The List of the Boy's Eccentricities

on 01 October 2009

Unfortunately, the Boy's eccentricities are far less entertaining than my own. And it is perhaps when his eccentricities are seen in context with mine that they become FAR more entertaining. But since I'm here for YOU, here is the list.

  • He hates to poop in his diaper. We've already covered this one.
  • He hates cold milk--it should be warm or NOTHING.
  • He likes to pull the blanket over his face when he's falling asleep, which means that about an hour after things get quiet I have to go in there and uncover his face. Most of the time, he's already worked his way out, but you know...I still like to check.
  • He enjoys a refreshing drink (or 8) of his own bath water. Because Baby Boy Broth, mildly seasoned, is delicious.
  • He doesn't care if his food touches (this one drives me CRAZY), in fact, he happily mixes the broccoli with the chicken with the eggs with the fruit and if he spills water over the whole thing, Oh well! Less chewing! La la LAAAA! (Meanwhile, I'm trying not to make Mama is Grossed Out Over Here faces.)
  • He likes to move objects from one container in to another. Apparently, most kids like to just take stuff OUT of containers, mine likes to reorganize. Go figure.

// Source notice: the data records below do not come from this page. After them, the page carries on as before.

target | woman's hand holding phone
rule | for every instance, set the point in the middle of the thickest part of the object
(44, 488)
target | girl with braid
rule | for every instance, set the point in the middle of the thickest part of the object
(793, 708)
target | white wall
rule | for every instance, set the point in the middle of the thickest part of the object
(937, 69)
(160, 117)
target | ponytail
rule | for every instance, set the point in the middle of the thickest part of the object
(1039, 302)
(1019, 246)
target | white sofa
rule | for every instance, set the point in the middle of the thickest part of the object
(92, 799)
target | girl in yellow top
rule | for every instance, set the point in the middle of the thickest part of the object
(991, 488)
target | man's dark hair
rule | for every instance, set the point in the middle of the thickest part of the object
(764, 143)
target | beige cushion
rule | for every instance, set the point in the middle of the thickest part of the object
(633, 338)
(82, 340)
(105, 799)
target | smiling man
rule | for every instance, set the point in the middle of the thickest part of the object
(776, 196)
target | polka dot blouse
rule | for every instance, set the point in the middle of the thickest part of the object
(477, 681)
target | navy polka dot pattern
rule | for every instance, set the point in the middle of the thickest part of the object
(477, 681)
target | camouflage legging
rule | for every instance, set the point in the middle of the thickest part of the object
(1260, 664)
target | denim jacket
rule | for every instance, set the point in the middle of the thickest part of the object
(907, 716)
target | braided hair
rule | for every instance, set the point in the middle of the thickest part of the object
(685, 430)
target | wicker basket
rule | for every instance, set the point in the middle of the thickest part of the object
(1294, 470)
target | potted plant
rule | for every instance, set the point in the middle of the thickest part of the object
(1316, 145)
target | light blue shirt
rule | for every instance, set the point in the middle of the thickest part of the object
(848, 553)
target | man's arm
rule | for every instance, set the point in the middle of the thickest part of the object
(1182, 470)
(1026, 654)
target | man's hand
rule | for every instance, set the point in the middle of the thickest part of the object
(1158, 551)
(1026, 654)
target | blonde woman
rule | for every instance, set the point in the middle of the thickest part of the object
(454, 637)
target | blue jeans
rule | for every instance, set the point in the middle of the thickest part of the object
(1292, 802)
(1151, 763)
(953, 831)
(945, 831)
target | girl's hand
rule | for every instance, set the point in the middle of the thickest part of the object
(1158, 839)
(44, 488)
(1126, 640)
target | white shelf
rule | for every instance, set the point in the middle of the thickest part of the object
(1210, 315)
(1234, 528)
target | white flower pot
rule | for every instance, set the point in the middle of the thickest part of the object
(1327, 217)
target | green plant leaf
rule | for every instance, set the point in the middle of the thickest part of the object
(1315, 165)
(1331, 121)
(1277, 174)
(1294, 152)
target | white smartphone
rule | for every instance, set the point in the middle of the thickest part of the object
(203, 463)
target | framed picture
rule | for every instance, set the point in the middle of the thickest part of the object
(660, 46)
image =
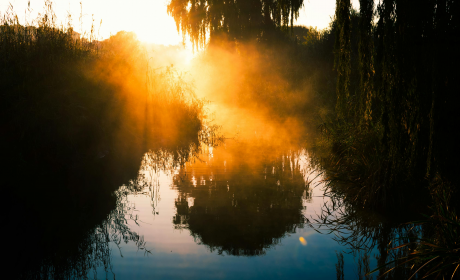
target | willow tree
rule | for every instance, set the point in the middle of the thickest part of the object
(234, 20)
(408, 56)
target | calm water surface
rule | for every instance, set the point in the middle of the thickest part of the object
(236, 211)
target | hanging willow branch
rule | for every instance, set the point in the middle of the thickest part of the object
(231, 19)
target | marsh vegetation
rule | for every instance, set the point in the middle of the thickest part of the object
(239, 140)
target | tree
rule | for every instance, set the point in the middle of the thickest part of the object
(234, 20)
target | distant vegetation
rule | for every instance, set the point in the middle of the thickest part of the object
(77, 116)
(378, 87)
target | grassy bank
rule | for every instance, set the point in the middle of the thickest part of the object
(77, 116)
(390, 140)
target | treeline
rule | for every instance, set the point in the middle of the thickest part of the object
(396, 95)
(393, 139)
(77, 116)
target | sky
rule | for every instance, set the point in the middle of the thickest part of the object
(147, 18)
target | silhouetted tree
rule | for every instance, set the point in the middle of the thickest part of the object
(233, 20)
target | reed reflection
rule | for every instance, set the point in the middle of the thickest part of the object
(242, 198)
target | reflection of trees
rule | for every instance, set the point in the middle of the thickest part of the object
(362, 231)
(239, 201)
(74, 231)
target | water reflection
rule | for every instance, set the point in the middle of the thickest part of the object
(238, 200)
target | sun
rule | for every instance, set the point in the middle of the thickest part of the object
(147, 18)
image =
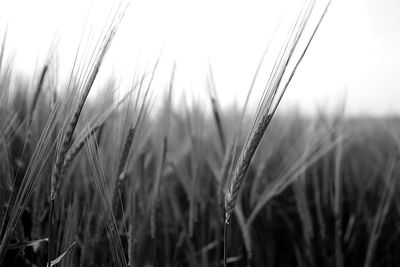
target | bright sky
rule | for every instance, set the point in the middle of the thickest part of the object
(354, 55)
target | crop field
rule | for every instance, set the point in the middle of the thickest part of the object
(114, 181)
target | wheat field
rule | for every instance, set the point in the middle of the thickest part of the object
(116, 182)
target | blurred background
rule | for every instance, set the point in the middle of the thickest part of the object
(353, 58)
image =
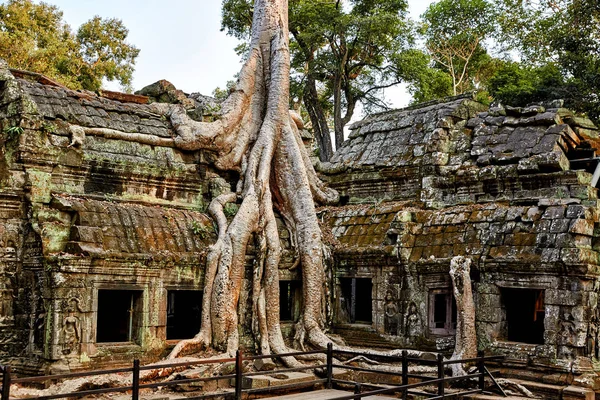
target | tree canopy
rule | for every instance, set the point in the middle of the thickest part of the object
(35, 37)
(454, 32)
(543, 50)
(342, 53)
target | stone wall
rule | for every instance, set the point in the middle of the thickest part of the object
(86, 213)
(509, 188)
(98, 207)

  • He hates to have his bottom teeth brushed. He likes the top ones brushed, but if you try to brush the bottom ones you get a lot of clenched jaw and the tongue pushing the tooth brush OUT. (Yes, we fight him on this one to get the job done.)
  • He has a Toy of the Day (over and above his binkit, that is, his blanket). At some point in the morning he picks one Toy that becomes the Magical Object of the Day and if he drops it or loses it or is in any way divided or sundered from this Toy, then WOE, WOE to Boy! (And it's totally obscure things too, like a chapstick or an unused key chain or a travel pack of tissues.)

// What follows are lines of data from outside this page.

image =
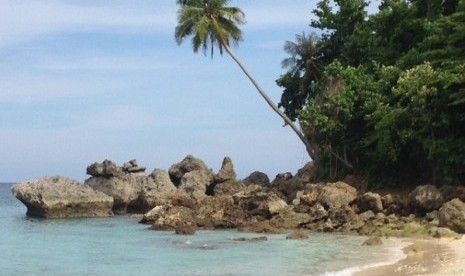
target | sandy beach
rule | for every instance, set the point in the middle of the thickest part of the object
(443, 257)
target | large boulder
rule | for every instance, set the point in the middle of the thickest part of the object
(258, 178)
(452, 215)
(188, 164)
(169, 217)
(258, 202)
(219, 212)
(426, 198)
(105, 169)
(157, 190)
(226, 172)
(59, 197)
(370, 201)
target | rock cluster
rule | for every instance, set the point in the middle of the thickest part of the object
(190, 196)
(59, 197)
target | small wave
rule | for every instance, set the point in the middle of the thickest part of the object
(396, 254)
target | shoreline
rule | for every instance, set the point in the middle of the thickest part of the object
(432, 257)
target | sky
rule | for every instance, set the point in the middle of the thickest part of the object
(82, 81)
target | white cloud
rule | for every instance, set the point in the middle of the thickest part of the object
(23, 20)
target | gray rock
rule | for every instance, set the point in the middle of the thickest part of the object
(298, 235)
(258, 178)
(59, 197)
(125, 190)
(370, 201)
(452, 215)
(226, 172)
(105, 169)
(188, 164)
(336, 195)
(426, 198)
(157, 190)
(196, 182)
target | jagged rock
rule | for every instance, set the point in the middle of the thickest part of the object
(188, 164)
(196, 183)
(254, 239)
(169, 217)
(257, 178)
(59, 197)
(125, 190)
(370, 201)
(297, 235)
(157, 190)
(290, 219)
(226, 172)
(219, 212)
(257, 202)
(105, 169)
(452, 215)
(132, 167)
(306, 173)
(261, 227)
(228, 188)
(373, 241)
(426, 198)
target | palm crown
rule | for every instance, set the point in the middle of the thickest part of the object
(210, 24)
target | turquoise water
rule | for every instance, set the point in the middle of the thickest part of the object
(121, 246)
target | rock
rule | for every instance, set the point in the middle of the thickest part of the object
(297, 235)
(370, 201)
(188, 229)
(157, 190)
(257, 178)
(290, 219)
(132, 167)
(254, 239)
(169, 217)
(306, 173)
(256, 202)
(196, 183)
(219, 212)
(452, 215)
(373, 241)
(426, 198)
(105, 169)
(261, 227)
(125, 190)
(59, 197)
(336, 195)
(188, 164)
(226, 172)
(228, 188)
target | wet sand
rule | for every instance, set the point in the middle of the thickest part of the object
(444, 257)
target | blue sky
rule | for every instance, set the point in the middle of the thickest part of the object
(83, 81)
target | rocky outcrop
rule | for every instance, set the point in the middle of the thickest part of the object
(452, 215)
(257, 178)
(59, 197)
(370, 201)
(227, 172)
(426, 198)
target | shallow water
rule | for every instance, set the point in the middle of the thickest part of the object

  • He loves to look out the window but gets freaked out when he sees the wind moving the trees and the plants. And yes, I have tried to explain to him that it's just the wind and nothing to be scared of, but he's what? almost 15 months, he can't quite grasp that concept yet. In the meantime, I sit next to him and he holds on to the collar of my shirt with a Death Grip by turns captivated and terrified. (We went outside Tuesday afternoon because the weather was bearable and he made the connection between the wind and the plants moving and it was adorable to see him warm up to the friendly waving plant!)

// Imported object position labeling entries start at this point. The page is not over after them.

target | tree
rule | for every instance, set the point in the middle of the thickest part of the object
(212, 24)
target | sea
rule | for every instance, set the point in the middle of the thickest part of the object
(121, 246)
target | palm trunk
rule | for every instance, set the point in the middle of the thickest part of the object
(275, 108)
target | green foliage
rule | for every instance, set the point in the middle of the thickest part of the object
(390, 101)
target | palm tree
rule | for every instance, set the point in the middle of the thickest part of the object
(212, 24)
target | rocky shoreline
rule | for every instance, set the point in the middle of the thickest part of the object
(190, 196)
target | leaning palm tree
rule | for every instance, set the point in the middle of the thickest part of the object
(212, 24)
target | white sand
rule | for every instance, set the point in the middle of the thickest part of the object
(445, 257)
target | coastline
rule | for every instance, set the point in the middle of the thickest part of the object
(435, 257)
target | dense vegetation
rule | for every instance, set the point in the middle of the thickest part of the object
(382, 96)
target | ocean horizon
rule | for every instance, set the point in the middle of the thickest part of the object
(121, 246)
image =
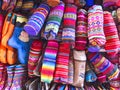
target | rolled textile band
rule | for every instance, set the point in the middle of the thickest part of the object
(112, 40)
(89, 3)
(106, 68)
(80, 3)
(61, 71)
(95, 26)
(49, 61)
(69, 24)
(33, 25)
(108, 3)
(81, 30)
(54, 21)
(53, 3)
(69, 1)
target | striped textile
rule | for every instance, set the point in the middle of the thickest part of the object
(19, 78)
(69, 24)
(37, 20)
(61, 70)
(112, 40)
(71, 68)
(11, 5)
(80, 3)
(1, 25)
(54, 21)
(49, 61)
(53, 3)
(108, 3)
(69, 1)
(18, 5)
(79, 68)
(95, 26)
(81, 30)
(34, 54)
(103, 66)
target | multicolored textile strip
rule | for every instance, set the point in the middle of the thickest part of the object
(54, 21)
(69, 23)
(95, 26)
(61, 70)
(81, 30)
(79, 68)
(71, 68)
(49, 61)
(69, 1)
(108, 3)
(112, 44)
(103, 66)
(37, 20)
(34, 54)
(53, 3)
(80, 3)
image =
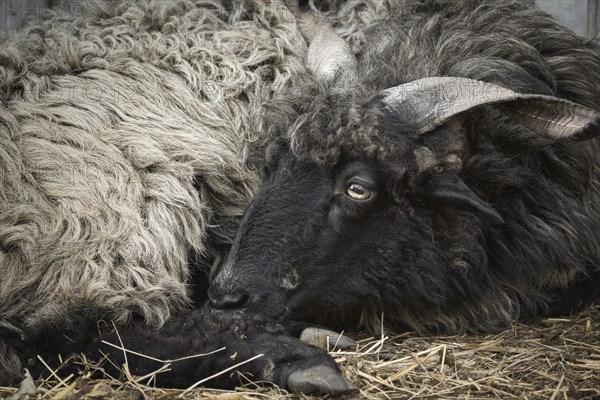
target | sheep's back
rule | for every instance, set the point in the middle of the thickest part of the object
(124, 141)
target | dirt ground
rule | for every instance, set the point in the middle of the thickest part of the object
(553, 358)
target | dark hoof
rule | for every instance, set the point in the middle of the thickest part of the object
(320, 380)
(326, 339)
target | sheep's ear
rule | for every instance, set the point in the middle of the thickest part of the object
(448, 190)
(430, 102)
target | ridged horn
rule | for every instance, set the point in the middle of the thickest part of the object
(430, 102)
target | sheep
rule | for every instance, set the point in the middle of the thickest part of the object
(125, 134)
(449, 183)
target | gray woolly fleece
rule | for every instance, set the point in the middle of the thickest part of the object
(124, 139)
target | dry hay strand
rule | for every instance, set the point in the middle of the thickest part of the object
(552, 358)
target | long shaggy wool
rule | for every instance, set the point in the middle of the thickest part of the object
(124, 136)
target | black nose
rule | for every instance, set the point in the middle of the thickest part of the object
(229, 300)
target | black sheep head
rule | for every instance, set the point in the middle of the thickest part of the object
(364, 208)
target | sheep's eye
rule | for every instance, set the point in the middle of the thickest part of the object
(356, 191)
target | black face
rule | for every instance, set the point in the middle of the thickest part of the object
(312, 240)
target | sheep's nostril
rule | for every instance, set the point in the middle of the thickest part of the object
(229, 300)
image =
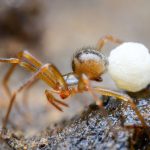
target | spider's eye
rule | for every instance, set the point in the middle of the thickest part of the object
(90, 62)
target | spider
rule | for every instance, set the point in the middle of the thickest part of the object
(87, 64)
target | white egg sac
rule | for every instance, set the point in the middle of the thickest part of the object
(129, 66)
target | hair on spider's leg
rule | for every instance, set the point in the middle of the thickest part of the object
(14, 62)
(124, 98)
(108, 38)
(27, 83)
(54, 101)
(84, 85)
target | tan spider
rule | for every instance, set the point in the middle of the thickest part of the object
(87, 64)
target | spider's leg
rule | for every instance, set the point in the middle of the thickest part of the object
(108, 38)
(84, 85)
(124, 98)
(54, 101)
(27, 83)
(14, 62)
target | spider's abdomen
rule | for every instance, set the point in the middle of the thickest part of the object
(89, 62)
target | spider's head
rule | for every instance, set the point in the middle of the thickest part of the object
(90, 62)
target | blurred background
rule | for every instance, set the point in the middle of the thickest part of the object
(52, 30)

  • Like all kids, he loves to read the same couple of books over and over and over and over again, but really it's just certain PAGES that he likes. For example, in Goodnight Moon, it's the page that is "good night stars, good night air..." and in The Going to Bed Book it's the last page that says, "The moon is high, the sea is deep, they rock and rock and rock to sleep." And in the Very Hungry Caterpillar he just endures the other pages in order to get to SATURDAY. He'll put both hands palm down on either side of the Saturday Page and hold it there for 10 minutes if allowed. He pokes his right index finger into each and every hole SEVERAL times. He takes particular delight in the "1 piece of chocolate cake" and "1 slice of swiss cheese". I don't know why.
  • The Boy is a Fruit Bandit. (Though, I'm not sure if this counts as an eccentricity so much as something that just sort of irritates me, but also makes me happy and so I'm complaining/bragging about it.) We have fruit every afternoon for a snack and he eats whatever I give him, usually it's bananas because they are his favorite. And I prefer apples, so lately he's taken to shoving every piece of banana in his mouth and then begging for my apple. I'm so happy that he begs for healthy food that, of course, I give it to him. But then! He shoves a big bite of apple in his mouth and continues to beg until he has big bites in each fist and as soon as his mouth is empty he shoves one handful in the now empty mouth and comes begging for ANOTHER handful. And this repeats until the apple is gone. Greedy little fruit bandit, isn't he?
I'm sure there's more, but I'm hungry and he's hungry and I really should feed us both. So, now it's your turn, in what ways are your kids eccentric?